Originaire de Perpignan, cette biologiste a rejoint les rangs de la police scientifique en 2003, obtenant un poste qu'elle qualifie de "profil recherché". Avec une carrière jalonnée de mouvements entre Marseille et Paris, elle a été nommée à la tête du laboratoire parisien dès février 2023, qui fait partie des cinq grands centres du pays.
La police scientifique française a ses racines dans le travail de pionniers tels qu'Alphonse Bertillon, qui en 1879 a créé un système d'identification basé sur des mesures anthropométriques, ainsi qu'Alexandre Lacassagne et Edmond Locard, qui a ouvert le premier laboratoire criminel au monde en 1910 à Lyon. Selon Sire-Coupet, ces innovations ont eu un impact mondial, fournissant aux enquêteurs des outils précieux.
"Un criminel laisse toujours une trace", rappelle-t-elle, faisant référence au principe d’Edmond Locard. La police scientifique est constamment mise au défi d’actualiser ses techniques, surtout face aux évolutions technologiques comme les armes imprimées en 3D.
Elle évoque également la prudence à avoir concernant les analyses ADN, essentielles mais pas infaillibles. L'ADN peut parfois induire en erreur si mal interprété. "Nous devons savoir que sa présence ne signifie pas nécessairement culpabilité", avertit-elle.

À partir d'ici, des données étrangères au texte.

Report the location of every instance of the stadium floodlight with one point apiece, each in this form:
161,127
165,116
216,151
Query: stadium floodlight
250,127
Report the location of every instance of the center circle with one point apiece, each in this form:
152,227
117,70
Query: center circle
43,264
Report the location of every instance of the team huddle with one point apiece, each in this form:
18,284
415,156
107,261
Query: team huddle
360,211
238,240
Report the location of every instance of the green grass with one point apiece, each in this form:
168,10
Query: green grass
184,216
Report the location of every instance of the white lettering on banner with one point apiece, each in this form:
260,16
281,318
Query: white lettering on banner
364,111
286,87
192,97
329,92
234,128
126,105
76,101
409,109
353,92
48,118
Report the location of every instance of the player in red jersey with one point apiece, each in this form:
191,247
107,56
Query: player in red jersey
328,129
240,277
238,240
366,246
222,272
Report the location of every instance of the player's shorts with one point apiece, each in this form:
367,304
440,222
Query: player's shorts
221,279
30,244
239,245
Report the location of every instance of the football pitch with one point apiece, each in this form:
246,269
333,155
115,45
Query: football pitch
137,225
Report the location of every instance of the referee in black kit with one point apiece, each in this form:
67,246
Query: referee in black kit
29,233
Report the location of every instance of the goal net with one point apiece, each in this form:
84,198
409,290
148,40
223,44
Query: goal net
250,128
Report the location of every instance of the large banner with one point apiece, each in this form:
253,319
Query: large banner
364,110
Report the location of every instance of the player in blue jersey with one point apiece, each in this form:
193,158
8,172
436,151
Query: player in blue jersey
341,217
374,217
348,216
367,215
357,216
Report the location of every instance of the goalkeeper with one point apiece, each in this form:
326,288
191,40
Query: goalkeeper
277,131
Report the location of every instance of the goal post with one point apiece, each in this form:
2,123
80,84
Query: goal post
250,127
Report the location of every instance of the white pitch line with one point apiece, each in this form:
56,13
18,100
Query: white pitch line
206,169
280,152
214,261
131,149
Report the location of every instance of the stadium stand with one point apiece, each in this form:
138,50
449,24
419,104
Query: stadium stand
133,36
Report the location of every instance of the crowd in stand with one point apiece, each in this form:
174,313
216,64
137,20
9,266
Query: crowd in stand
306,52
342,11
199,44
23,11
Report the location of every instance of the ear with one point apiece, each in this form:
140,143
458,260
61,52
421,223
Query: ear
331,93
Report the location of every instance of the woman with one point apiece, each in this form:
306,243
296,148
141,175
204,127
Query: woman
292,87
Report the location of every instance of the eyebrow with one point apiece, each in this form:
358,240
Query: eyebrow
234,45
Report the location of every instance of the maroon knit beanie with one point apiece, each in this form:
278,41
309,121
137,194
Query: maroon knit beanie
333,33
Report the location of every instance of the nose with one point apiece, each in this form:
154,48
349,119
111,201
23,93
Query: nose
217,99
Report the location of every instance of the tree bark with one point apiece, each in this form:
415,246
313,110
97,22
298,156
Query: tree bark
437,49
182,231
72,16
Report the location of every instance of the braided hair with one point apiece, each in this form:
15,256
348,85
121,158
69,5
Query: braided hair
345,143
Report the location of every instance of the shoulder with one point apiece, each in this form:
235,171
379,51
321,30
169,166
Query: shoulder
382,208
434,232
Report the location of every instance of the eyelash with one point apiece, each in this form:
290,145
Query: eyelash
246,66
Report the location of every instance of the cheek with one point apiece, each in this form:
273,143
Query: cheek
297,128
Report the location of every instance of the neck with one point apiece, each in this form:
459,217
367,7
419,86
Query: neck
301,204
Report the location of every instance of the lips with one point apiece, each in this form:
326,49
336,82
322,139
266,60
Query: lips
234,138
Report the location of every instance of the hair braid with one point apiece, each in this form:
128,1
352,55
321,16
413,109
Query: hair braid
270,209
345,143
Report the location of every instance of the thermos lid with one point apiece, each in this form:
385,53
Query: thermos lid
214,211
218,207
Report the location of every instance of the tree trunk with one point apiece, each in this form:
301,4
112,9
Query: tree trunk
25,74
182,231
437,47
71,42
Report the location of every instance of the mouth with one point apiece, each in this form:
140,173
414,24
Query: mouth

Le combat entre criminels et autorités est mutuel. La criminalité évolue, utilisant des avancées scientifiques à son avantage, ce qui force la police scientifique à être toujours un pas en avant. "Nous devons chercher la faille", insiste Sire-Coupet.
Avec l’émergence de l’intelligence artificielle, la police scientifique se dote d’outils facilitant l’analyse des données, mais ces technologies ne remplacent pas l'expertise humaine. Chaque enquête reste un mélange d'analyses scientifiques rigoureuses et d'intuition pertinente des enquêteurs.
Face à des cas non élucidés, comme ceux gérés par les "pôles cold cases", Sire-Coupet souligne l'importance de conserver les preuves pour d'éventuelles avancées scientifiques futures. "Ce qui n’est pas résolu aujourd’hui peut l’être dans quelques années", conclut-elle. Cette vision proactive et optimiste est au cœur de son approche vis-à-vis de ce métier passionnant mais exigeant.
Le crime parfait n'existe pas, de Christel Sire-Coupet, éditions Le Rocher, 256 pages, 19,90 €.